NIH BRAIN Initiative Grant

NIH BRAIN Initiative Grant

Dr. Pratik Mukherjee, Director of CIND, is one of five UCSF neuroscientist to receive one of NIH's first research grant to support President Obama’s BRAIN (Brain Research through Advancing Innovative Neurotechnologies) Initiative.

Project Narrative

If successful, the new technology developed in this project will dramatically improve our ability to visualize the structures and functions of human brain cortex. As a new research tool, it can not only transform the understanding of networks within our brain, but also provide potential high impact in the care of mental health, traumatic brain injuries, epilepsy among many other debilitating brain diseases and disorders.

Project Summary

MRI is the only technology that can image the connectivity of the human brain in vivo and non-invasively. However, neither BOLD fMRI nor diffusion-based fiber tracking has been able to break the barrier of 1-mm voxel spatial resolution.
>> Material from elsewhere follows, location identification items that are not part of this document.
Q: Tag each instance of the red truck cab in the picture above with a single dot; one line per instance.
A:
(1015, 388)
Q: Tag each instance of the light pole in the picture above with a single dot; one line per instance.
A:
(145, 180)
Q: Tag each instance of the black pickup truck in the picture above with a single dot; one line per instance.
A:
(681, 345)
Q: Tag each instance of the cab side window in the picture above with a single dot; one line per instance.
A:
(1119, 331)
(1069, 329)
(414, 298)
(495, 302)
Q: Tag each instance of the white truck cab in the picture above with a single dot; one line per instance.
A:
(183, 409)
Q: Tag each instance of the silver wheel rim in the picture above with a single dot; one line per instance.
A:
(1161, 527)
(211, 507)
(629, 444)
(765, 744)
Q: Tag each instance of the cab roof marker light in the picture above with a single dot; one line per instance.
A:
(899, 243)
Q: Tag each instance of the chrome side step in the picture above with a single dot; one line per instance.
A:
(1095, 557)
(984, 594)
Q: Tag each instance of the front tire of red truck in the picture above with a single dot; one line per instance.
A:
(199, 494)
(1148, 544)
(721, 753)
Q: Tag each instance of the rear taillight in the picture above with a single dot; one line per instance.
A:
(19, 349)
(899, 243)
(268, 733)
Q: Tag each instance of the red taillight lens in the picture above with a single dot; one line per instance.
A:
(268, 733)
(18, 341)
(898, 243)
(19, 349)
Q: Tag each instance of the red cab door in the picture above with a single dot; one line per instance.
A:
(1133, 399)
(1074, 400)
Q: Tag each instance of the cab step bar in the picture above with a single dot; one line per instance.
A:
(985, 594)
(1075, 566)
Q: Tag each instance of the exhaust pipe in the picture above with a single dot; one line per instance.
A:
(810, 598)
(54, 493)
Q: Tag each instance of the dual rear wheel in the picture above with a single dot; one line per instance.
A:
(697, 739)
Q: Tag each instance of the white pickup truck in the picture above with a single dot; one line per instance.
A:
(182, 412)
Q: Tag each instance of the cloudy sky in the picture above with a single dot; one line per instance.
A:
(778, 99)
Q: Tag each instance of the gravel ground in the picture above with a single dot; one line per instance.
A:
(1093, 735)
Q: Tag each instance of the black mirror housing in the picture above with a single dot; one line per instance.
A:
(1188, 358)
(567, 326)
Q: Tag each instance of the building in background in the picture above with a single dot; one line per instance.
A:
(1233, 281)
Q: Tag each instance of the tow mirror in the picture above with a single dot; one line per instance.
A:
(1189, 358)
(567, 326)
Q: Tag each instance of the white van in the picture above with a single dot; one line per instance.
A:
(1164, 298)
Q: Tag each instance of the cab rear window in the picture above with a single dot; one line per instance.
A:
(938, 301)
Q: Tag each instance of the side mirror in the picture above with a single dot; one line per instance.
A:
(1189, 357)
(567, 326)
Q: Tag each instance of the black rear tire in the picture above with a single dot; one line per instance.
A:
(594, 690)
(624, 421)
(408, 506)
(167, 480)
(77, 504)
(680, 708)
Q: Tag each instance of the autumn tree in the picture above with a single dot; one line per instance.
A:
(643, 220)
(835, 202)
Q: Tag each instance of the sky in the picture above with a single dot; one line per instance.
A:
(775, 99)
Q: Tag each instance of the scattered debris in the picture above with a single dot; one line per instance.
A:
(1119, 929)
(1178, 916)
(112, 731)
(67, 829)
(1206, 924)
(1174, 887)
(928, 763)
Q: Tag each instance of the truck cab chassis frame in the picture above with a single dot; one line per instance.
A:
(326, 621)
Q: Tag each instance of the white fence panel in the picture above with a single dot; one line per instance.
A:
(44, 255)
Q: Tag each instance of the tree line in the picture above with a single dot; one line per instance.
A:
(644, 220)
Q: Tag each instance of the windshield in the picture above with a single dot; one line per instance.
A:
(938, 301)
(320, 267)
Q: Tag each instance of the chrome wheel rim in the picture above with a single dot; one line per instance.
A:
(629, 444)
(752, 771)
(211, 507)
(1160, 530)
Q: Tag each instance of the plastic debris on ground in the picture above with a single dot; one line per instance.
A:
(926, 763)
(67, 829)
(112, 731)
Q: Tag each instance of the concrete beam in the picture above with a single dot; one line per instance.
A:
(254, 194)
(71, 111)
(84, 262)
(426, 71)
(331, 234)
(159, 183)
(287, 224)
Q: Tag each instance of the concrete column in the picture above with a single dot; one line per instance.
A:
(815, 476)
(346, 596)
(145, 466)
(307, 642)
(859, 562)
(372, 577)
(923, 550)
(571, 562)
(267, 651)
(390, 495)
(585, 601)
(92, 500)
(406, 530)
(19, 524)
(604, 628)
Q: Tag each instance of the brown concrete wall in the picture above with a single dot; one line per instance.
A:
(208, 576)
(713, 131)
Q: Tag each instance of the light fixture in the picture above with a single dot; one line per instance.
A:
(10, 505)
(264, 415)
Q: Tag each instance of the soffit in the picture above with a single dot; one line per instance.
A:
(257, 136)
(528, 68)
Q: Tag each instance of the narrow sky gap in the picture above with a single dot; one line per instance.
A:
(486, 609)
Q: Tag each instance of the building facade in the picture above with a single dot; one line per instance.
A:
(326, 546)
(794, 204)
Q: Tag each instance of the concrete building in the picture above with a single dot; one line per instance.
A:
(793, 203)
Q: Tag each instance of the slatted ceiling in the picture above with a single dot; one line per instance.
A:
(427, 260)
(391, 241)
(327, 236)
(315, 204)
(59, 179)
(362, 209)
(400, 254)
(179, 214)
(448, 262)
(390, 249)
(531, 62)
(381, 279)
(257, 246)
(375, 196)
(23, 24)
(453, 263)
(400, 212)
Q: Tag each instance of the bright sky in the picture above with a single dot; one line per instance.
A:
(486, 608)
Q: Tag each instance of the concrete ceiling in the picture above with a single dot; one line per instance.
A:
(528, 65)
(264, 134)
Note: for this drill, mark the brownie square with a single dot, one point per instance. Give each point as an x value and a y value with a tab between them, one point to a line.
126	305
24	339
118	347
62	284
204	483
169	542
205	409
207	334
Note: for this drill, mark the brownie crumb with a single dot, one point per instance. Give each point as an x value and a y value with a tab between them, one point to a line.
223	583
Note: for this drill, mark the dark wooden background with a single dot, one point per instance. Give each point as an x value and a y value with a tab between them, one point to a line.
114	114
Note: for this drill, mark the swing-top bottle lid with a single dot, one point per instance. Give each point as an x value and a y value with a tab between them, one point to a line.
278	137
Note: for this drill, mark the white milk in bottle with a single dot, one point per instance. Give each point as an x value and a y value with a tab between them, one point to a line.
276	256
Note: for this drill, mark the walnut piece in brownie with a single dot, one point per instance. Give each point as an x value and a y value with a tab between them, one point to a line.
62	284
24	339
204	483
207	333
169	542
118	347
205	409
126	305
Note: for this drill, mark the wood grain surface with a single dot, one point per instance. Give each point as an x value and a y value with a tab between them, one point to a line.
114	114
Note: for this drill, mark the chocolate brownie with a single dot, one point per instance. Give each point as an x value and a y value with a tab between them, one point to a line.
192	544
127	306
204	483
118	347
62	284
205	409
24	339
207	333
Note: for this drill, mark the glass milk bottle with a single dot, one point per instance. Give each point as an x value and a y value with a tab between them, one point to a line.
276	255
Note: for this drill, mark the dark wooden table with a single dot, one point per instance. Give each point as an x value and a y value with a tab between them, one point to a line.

Yet, 1-mm voxel contains roughly 50,000 neuronal cells and the human cortex is less than 5 mm thick. The disparity between the spatial scales has thus created a large gap between MRI studies of the whole brain and optical imaging and cell recordings of groups of neurons. The overarching objective of this proposal is to bring noninvasive human brain imaging into the microscale resolution and begin to bridge studies of neuronal circuitry and network organization in the human brain. Our breakthrough technology, termed MR Corticography (MRCoG), will achieve dramatic gains in spatial and temporal resolutions by focusing exclusively to the cortex. Higher-sensitivity coil sensors will be designed that tailor to the superficial volume of the brain. MRCoG will also be used to map intracortical axonal connectivity, overcoming a fundamental resolution limit inherent to all in vivo human neuronal fiber tractography to date by replacing diffusion imaging with a novel susceptibility contrast mapping of axon fibers. Innovative imaging pulse sequences will be designed to complement the high-sensitivity coil arrays to achieve higher spatial resolution in the neocortex. The improved capabilities of these sensors will be further exploited using new, vastly more efficient spatial multiplexed and temporal multiplexed image acquisition to further accelerate scanning by taking advantage of spatiotemporal sparsity. In summary, the proposed research will create a novel technology for imaging the human brain’s neocortex with barrier-breaking resolution and contrast. MRCoG will facilitate the integration between in vivo non-invasive human-brain MRI and cellular and genetic imaging techniques. If successful, it will fundamentally transform our ability to study the human brain. Because it is based on MRI, MRCoG can be readily translated to patient care, providing potential high impact in the care of mental health, traumatic brain injuries, epilepsy among many other debilitating brain diseases and disorders.